“My request to all of you is: Please, become rich off selling to the United States Army.” 

This was Army Secretary Dan Driscoll’s parting message at the end of his Exchange session at the AI+ Expo for National Competitiveness, earlier this month. 

It was the first day of the annual fair hosted by the Special Competitive Studies Project, a nonprofit organization committed to U.S. victory in the technological race against China. The expo took place alongside the fourth annual Exchange, a speaker series featuring more than 75 national security experts, which commemorates Ash Carter, the twenty-fifth secretary of defense. When attendees at the expo tired of hearing from Silicon Valley, they could instead listen to leaders from Donald Trump’s Defense Department mount the stage and declare that their wallets were open. 
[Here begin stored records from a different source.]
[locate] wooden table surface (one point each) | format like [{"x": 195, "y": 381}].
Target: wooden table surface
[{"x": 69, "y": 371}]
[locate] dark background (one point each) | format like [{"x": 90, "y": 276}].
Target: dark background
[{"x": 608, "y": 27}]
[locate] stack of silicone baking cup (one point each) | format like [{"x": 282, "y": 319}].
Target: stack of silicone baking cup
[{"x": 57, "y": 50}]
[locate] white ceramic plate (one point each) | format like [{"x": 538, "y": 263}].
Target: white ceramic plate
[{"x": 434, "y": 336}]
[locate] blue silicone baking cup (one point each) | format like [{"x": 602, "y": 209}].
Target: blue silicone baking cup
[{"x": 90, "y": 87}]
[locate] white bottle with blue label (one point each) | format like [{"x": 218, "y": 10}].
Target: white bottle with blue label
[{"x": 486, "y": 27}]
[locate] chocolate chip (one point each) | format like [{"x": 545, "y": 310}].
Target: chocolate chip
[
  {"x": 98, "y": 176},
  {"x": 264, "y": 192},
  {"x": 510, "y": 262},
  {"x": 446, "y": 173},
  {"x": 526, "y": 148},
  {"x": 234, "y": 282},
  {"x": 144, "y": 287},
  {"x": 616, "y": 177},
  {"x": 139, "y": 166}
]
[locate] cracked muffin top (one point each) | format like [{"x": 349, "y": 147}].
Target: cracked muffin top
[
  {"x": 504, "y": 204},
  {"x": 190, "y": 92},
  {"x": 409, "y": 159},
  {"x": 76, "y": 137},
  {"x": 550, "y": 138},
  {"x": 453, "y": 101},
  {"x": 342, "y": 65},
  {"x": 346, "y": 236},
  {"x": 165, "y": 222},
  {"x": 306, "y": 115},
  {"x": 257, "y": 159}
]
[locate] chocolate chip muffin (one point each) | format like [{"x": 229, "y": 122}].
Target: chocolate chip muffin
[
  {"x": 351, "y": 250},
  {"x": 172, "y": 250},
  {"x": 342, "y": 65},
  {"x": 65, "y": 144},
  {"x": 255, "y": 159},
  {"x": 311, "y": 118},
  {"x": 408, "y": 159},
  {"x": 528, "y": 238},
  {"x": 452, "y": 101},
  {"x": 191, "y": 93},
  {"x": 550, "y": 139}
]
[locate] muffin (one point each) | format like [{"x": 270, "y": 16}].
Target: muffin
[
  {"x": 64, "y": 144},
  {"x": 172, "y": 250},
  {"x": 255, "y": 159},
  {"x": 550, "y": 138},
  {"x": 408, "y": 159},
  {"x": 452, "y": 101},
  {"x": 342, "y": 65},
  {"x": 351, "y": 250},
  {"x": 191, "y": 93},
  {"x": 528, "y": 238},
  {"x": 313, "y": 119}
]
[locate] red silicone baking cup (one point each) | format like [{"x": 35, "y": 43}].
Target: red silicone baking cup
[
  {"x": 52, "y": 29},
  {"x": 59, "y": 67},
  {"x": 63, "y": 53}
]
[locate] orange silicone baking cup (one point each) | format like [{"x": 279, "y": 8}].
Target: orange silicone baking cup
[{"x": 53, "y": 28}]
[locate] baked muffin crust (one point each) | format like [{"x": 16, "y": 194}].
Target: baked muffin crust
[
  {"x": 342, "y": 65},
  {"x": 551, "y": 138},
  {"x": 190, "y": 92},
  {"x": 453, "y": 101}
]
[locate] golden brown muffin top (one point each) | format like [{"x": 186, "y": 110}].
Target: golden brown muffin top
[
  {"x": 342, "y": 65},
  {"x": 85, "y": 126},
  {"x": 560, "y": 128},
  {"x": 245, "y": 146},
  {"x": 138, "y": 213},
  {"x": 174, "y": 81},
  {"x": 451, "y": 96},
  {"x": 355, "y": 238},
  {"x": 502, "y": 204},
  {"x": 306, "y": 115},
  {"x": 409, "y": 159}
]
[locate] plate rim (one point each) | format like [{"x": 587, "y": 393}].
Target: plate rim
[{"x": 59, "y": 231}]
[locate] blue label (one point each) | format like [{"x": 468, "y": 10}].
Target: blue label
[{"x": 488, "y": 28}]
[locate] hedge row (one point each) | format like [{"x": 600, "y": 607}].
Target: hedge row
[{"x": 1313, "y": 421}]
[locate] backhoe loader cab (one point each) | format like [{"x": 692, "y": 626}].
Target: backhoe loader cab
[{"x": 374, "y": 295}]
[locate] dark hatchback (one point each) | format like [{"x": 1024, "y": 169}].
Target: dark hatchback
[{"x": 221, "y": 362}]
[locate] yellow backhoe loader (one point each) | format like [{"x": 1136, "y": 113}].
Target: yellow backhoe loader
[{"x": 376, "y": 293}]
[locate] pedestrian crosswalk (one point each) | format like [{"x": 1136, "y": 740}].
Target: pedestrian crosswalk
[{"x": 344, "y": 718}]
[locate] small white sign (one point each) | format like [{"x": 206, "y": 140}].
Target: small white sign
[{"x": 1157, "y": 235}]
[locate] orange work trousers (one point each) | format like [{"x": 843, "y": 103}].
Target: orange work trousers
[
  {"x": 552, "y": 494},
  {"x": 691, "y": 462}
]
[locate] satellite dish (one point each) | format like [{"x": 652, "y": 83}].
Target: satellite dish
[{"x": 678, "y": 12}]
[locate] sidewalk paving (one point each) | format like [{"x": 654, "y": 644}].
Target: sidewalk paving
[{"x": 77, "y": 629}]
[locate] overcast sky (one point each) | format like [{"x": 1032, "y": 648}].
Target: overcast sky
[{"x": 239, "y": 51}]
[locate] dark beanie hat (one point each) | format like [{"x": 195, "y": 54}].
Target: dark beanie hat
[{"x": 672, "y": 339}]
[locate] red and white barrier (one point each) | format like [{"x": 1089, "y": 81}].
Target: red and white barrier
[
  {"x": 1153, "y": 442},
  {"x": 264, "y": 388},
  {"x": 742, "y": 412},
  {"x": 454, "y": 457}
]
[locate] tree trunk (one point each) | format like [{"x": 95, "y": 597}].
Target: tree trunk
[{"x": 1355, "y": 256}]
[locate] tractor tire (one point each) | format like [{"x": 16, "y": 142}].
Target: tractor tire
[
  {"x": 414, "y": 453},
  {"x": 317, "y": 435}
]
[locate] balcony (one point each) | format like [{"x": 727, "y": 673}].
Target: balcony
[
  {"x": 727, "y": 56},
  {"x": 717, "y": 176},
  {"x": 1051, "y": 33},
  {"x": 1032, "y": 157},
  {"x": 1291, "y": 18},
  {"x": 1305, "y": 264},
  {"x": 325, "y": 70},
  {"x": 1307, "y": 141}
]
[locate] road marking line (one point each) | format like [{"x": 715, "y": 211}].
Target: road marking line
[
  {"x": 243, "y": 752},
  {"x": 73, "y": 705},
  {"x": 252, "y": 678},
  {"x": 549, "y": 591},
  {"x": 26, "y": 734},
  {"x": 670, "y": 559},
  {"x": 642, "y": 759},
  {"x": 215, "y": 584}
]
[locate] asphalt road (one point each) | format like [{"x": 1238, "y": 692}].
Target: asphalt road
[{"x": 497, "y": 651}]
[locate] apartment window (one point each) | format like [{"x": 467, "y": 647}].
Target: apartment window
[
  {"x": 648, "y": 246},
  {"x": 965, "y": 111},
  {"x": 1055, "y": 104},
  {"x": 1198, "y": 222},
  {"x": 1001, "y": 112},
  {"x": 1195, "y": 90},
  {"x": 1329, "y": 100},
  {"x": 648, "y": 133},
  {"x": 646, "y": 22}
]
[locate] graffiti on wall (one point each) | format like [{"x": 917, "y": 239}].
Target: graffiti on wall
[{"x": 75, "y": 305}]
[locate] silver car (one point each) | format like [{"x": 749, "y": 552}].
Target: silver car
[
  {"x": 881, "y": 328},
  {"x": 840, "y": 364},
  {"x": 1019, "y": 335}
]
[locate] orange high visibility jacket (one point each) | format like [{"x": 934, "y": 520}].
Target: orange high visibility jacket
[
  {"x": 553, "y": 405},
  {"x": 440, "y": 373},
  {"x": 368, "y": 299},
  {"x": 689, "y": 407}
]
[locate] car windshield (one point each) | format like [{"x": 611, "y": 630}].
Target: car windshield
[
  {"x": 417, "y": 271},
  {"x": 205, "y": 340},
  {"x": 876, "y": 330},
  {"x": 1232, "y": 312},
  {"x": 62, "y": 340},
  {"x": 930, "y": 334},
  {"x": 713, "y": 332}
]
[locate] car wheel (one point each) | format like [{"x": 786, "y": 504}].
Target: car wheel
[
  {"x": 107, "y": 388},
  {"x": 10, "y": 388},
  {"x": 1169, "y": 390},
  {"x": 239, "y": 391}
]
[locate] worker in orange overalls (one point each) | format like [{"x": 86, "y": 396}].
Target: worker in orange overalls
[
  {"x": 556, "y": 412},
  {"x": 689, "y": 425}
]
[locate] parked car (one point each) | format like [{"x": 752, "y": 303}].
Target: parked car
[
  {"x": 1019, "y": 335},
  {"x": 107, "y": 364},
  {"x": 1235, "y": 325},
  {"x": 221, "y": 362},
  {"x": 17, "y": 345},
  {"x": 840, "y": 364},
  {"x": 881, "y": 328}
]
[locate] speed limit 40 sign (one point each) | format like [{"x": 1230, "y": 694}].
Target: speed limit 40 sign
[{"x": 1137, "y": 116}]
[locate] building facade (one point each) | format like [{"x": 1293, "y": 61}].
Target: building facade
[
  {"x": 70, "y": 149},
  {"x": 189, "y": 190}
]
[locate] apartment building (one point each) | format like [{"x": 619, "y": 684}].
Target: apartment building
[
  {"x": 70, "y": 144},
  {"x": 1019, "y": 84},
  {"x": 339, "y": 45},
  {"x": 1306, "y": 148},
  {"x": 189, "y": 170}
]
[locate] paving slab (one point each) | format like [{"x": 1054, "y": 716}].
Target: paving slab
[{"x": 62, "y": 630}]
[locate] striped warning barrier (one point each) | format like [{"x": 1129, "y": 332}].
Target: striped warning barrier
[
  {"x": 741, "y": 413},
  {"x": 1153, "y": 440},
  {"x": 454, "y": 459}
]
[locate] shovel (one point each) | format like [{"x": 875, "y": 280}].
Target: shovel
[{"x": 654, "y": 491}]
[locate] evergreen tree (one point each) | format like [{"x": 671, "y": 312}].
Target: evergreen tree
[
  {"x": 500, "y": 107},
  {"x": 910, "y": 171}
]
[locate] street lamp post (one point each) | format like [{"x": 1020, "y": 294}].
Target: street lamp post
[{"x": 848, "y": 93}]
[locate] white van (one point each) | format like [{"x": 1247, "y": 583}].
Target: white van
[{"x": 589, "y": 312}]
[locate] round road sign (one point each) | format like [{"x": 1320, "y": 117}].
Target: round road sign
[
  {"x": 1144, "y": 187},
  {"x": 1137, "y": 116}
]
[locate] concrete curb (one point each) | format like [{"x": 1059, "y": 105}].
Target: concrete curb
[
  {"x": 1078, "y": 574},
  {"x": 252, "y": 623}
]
“Delivering” was the theme of this year’s Exchange—and revealed itself to be semi-coded language for the Trump administration’s aggressive embrace of acquisition reform for emerging defense technology. 

In April, the president signed an executive order to modernize defense acquisitions, which included, among other things, a directive to prioritize commercially available products and services. It seems that Driscoll and George took that reform very literally, as they described buying pairs of Meta’s Ray-Ban glasses off the shelves and telling their engineers to play around with them. “See how easy it could be?” they seemed to say. 

“We have been bad to partner with, we have been a bad customer. We are—we have created many of the bad habits in our industry partners that we don’t like today,” Driscoll said, grinning through his apology on behalf of the Army. He later emphasized that the Army would need to “earn the right” to do business with for-profit companies by creating “clear demand signals” and “pathways to profitability.” 

Beside him on the stage was General Randy George, the Army’s chief of staff, who had his own parting message. George explained that he wanted help from companies to formulate a pitch on the government’s embrace of “agile funding” for autonomous technology.